3. privacy litt. review

Practial application

From A Practical Application of Differential Privacy to Personalized Online Advertising

I found section 2.1 particularly useful. For the classical definition of differential privacy, the attacker can choose the values of all entries except the ith entry, and for the ith entry, provide x_i and x'_i that are possible matches. And the result of the query should not allow the user to distinguish between x_i and x'_i. That is pretty strong! Mapping this to our case, let's say that the query is "how many people are in this building between 9am and noon"? We know the count result 0/1 for everybody except our user u. And the result needs to not reveal whether u was there or not. So we do this by adding noise. Since the values of the others are known, I guess the argument is that the noise doesn't depend on the size of the database?

noise is added irrespective of the count results, and depends only on the privacy parameter ε.

That feels intuitively wrong, but I guess it is a stronger result if it does not. Also, then what is the distinction between large and small queries?

very small campaigns (i.e., campaigns with a very small expected number of impressions and clicks).

Their experimental methodology might also be interesting for us to try and get some kind of concrete intuition around this. It looks like they basically computed the direct result of the query, and the result of the query with added noise, and computed how far off the noisy result was. Which makes sense.

Correlation

Comparing Privacy-Preserving Aggregation of Time-Series Data and Differentially private aggregation of distributed time-series with transformation and encryption,

The Shi/Song paper does not seem to address the notion of correlation at all. Their only consideration is that they basically support summation queries. So if I understand correctly, your function could even be to extract the lat/lng at a particular time point, although note that summing that would not be very useful :)

The Rastogi/Nath paper does take correlation seriously. In fact, if I understand correctly, one of their primary contributions is to deal with correlation. But, and maybe this was surprising only to me, their focus is primarily on improving utility rather than privacy of correlated queries.
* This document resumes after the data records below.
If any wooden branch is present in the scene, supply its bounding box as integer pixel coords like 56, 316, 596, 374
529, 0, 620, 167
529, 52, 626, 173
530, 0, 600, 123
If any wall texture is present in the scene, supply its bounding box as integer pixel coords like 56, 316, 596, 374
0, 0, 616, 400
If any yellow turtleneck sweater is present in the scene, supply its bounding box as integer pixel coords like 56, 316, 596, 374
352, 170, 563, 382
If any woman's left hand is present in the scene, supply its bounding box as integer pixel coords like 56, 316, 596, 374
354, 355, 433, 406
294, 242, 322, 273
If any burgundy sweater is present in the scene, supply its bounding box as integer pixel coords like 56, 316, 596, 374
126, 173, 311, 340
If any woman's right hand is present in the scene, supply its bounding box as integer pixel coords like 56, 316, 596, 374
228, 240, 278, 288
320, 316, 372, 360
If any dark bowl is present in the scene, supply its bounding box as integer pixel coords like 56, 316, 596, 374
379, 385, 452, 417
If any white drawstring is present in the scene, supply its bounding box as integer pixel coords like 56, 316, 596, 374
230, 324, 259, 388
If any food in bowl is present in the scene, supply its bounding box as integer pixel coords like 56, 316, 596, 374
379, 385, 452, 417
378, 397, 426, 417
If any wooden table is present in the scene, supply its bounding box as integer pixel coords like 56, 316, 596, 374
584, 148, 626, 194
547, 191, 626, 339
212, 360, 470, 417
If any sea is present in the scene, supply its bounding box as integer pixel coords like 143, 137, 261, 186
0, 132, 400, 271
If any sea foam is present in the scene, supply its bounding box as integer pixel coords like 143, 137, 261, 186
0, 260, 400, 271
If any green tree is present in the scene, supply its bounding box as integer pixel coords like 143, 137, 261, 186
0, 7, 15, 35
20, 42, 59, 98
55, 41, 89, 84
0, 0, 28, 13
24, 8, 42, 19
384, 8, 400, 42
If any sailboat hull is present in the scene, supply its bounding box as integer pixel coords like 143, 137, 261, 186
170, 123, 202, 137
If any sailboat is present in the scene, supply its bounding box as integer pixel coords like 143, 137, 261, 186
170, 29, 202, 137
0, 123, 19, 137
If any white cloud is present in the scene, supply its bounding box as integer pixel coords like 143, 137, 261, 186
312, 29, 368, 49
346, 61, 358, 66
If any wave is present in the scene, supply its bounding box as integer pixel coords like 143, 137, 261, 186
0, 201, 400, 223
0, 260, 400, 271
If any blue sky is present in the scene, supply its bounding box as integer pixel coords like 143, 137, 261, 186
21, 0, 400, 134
Couple of things that I inferred from reading more closely with a focus on correlation: - the data for each user can be correlated, and that is fine since we are reducing it to a scalar value that is (assumed to be) independent of similar scalar values from other users - however, because the data for each user is correlated, the query results across time are also correlated. So if you counted the number of people on a particular stretch of street at t1, t2... tn, they would largely be correlated. The paper has a similar example with weights, if you have a fixed population, the average weight, or the number of people over 200lbs will be largely correlated across weeks. - I argued earlier that this is a feature, not a bug. For a lot of timeseries-based applications, we want to find outliers - e.g. data that should be correlated but is not - e.g. a statistically significant weight loss in the population, or a significant increase in usage of the road. - This should be fine as long as each query is individually differentially private - so if I can't tell whether a user was on a road at time t1 and I can't tell that they are on the road at time t2, then I can't really reconstruct their trajectory. - Similarly, if I can't tell whether or not a user U was in a building between 12 and 1pm either this week or next week, then I can't tell whether they were the ones who changed their pattern. - so the naive approach to correlated results, and the one used in the Shi/Song paper is to basically treat the queries individually and add the standard DP noise to each of them - I think what the Rastogi/Nath paper is arguing is that this results in adding too much noise if we perform a set of repeated queries

> For instance, standard differentially private techniques [7] can result in a noise of Θ(n) to each query answer, where n is the number of queries to answer, making the query answers practically useless if a long sequence of queries is to be answered.

> An aggregate query can be a snapshot query... A query can also be recurring...
  • I think that the intuition behind this is that if the sensitivity of a single count query is 1, then the sensitivity of repeated count queries is n.

    Consider a query Q counting the number of users whose weight in month 1 is greater than 200 lb. Then ∆(Q) is simply 1 as Q can differ by at most 1 on adding/removing a sin- gle user’s data. Now consider Q = Q1, . . . , Qn, where Qi counts users whose weight in month i is greater than 200 lb. Then ∆1(Q) is n (for the pair I,I′ which differ in a single user having weight > n (for the same pair I,I′).

If the number of repeated queries is large compared to the sample size then basically, the overall noise is so high that repeated query is useless, e.g. - you have 100 users and would like to query weekly over two years - you have 100,000 users but would like a second-by-second sampling of the count on a street

They fix this with their frequency domain trick, which leads to the conclusion:

To the best of our knowledge, FPAk is the first differentially private technique (unlike [11, 20]) that of- fers practical utility for time-series data.

Sampling

Murtagh et al. in Usable Differential Privacy: A Case Study with PSI∗ include a discussion on how sampling can ensure greater privacy without increasing the value of the privacy parameters:

Suppose we draw a random sample of rows from a database, and publish statistics about the sampled data instead of the full dataset. Sampling increases the uncertainty of the adversary about a user being in the sample. As a result, less noise is needed in order to satisfy the same level of privacy protection for the sampled data.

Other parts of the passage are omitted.